O bacalhau fresco, por outro lado, tem um lugar especial na culinária de diversos povos que vivem às margens do Atlântico Norte. Nas Ilhas Britânicas, por exemplo, ele é o peixe mais utilizado para o preparo do famoso fish & chips — orgulho de uma nação que navegou o mundo em busca de temperos e decidiu não usar nenhum deles. Na própria Noruega, ele obviamente é o ingrediente principal de muitas receitas. Dentre elas, destaca-se o sofisticado prinsefisk — onde o bacalhau vem acompanhado de caranguejo, aspargos verdes e creme de vinho branco. Já na Dinamarca, almôndegas de bacalhau — ou friskefrikadeller — são estrelas da gastronomia de rua. E na Islândia — a meio caminho entre a Europa e a Terra Nova — o bacalhau é um dos pilares da alimentação, tendo contribuído para a sobrevida de seu povo durante séculos de frio e fome.

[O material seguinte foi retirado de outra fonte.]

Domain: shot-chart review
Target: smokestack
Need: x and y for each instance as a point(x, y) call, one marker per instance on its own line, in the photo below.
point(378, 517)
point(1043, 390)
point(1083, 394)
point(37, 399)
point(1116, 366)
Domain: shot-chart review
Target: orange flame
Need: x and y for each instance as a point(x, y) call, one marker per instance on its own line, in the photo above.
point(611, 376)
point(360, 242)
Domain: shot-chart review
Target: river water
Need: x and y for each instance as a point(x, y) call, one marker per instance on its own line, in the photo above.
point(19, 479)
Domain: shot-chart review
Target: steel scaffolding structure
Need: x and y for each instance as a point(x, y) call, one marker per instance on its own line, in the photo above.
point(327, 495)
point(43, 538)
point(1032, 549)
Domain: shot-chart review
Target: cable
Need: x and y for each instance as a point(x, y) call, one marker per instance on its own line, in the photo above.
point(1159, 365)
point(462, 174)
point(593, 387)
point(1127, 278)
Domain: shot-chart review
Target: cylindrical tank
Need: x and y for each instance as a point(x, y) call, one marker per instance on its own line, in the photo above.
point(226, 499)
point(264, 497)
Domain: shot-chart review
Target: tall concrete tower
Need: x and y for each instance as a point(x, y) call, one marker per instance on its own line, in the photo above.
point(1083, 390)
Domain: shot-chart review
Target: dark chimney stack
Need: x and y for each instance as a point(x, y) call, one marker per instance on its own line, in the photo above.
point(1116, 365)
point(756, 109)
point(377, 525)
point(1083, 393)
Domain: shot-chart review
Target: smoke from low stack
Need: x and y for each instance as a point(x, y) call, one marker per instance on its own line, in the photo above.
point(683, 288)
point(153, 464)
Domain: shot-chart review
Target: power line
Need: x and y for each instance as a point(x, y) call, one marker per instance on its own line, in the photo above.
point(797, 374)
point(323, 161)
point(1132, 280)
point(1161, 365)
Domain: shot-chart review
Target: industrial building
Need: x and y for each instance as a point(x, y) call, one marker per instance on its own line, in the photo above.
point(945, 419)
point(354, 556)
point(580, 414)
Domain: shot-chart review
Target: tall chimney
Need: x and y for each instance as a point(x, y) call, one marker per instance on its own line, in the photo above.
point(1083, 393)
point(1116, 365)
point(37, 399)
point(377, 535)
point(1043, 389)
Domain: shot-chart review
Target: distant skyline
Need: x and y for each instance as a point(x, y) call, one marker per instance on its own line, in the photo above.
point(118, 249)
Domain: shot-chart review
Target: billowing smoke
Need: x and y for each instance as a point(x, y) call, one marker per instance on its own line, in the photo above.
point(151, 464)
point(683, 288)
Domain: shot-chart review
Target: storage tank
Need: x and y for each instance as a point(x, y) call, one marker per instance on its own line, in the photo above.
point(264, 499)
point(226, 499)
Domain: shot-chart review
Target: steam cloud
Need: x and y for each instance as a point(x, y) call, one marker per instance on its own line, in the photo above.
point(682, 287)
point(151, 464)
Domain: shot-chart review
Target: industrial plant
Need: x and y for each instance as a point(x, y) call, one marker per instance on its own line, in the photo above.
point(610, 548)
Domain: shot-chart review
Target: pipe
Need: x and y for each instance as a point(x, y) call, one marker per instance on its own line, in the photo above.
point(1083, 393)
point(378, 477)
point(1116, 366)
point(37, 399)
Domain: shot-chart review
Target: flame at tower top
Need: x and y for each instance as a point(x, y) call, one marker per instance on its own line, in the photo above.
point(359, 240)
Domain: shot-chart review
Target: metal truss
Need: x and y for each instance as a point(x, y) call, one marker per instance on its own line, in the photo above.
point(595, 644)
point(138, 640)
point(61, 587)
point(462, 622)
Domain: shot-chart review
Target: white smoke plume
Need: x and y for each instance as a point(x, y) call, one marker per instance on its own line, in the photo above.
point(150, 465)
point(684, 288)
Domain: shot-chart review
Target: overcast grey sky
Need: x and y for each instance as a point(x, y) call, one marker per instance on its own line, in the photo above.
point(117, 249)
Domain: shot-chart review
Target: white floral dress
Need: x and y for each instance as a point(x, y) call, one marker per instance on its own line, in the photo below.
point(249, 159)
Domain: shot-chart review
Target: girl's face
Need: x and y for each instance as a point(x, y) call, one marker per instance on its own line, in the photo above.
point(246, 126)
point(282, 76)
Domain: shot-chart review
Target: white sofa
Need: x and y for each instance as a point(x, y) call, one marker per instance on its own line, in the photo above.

O cotidiano da Islândia na Era Viking chega até nós em grande parte por meio de sagas: textos que costumam centrar-se em uma família e narrar acontecimentos ao longo de múltiplas gerações — estrutura que serviu de inspiração para Gabriel García Márquez em Cem Anos de Solidão. Através das sagas e corroborado por estudos geológicos sabemos que a Islândia tinha um clima bem menos severo do que hoje quando os vikings se estabeleceram por lá, em meados do século 9. Isso possibilitava o cultivo de grãos e a criação de animais, como vacas, cavalos e ovelhas. A pesca era mais comum no inverno, quando não havia como produzir alimentos em terra.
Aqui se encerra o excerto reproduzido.